The dimensions of the NPLs from HRTEM images for the samples synthesized at 170 °C, 190 °C, and 200 °C were calculated using the Image-Pro Plus 6.0 software and are shown in Figure 5.

Figure 5 shows the histograms of the dimensions of CdTe nanoplatelets. For an initial temperature of 170 °C, the average area of the NPL is 8500 ± 200 nm²; for 190 °C, the average area is 1840 ± 30 nm²; and for 200 °C, the average area is 2800 ± 800 nm². The histogram for 180 °C is not obtained, as it is not possible to identify the NPL from the TEM images, and consequently, their average area cannot be determined.

A comparative analysis of the characteristic data is presented in

Table 2. Comparison of all samples according to stoichiometry data, TEM images, and structure.

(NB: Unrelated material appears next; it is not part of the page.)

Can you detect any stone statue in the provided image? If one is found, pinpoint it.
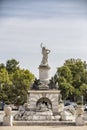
[41,43,50,65]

Temperature, (°C)	Stoichiometry	TEM Images (Morphology)	Average Area of NPL (nm2)	Structure
170 °C	2.16	NPL	8500 ± 200	Sphalerite
180 °C	1.343	Coagulate	-	Sphalerite
190 °C	1.374	NPL	1840 ± 30	Wurtzite
200 °C	0.865	NPL	2800 ± 800	Wurtzite

.

As shown in Table 2, the samples synthesized at 180 °C and 190 °C are the most optimal in terms of stoichiometry. However, based on the TEM images, the 180 °C sample is not appropriate. Rectangular nanoplatelets with well-defined edges were obtained at 170 °C, 190 °C, and 200 °C, which also differ in structure. Thus, based on the data in Table 1 and Table 2, we concluded that the optimal temperature for obtaining 3.5 ML nanoplatelets with a wurtzite structure is 190 °C.

4. Conclusions

This study highlights the significant impact of synthesis temperature on the structural, stoichiometric, and optical properties of CdTe nanoplatelets, identifying 190 °C as the optimal temperature for producing high-quality 3.5 ML NPLs with high homogeneity and precise stoichiometry of ~1.33. Rectangular nanoplatelets with sharp edges were obtained, and an increase in temperature led to a shift in their crystalline phase from cubic to wurtzite. An in-depth analysis of stoichiometry’s effect on optical properties, rarely addressed in similar studies, demonstrates the value of TXRF analysis for precise compositional control. The obtained data create opportunities for improving synthesis methods, promoting the development of efficient nanomaterials for applications in optoelectronics and photonics, and prospects for the development of next-generation LEDs and optical devices with high color purity and operational stability.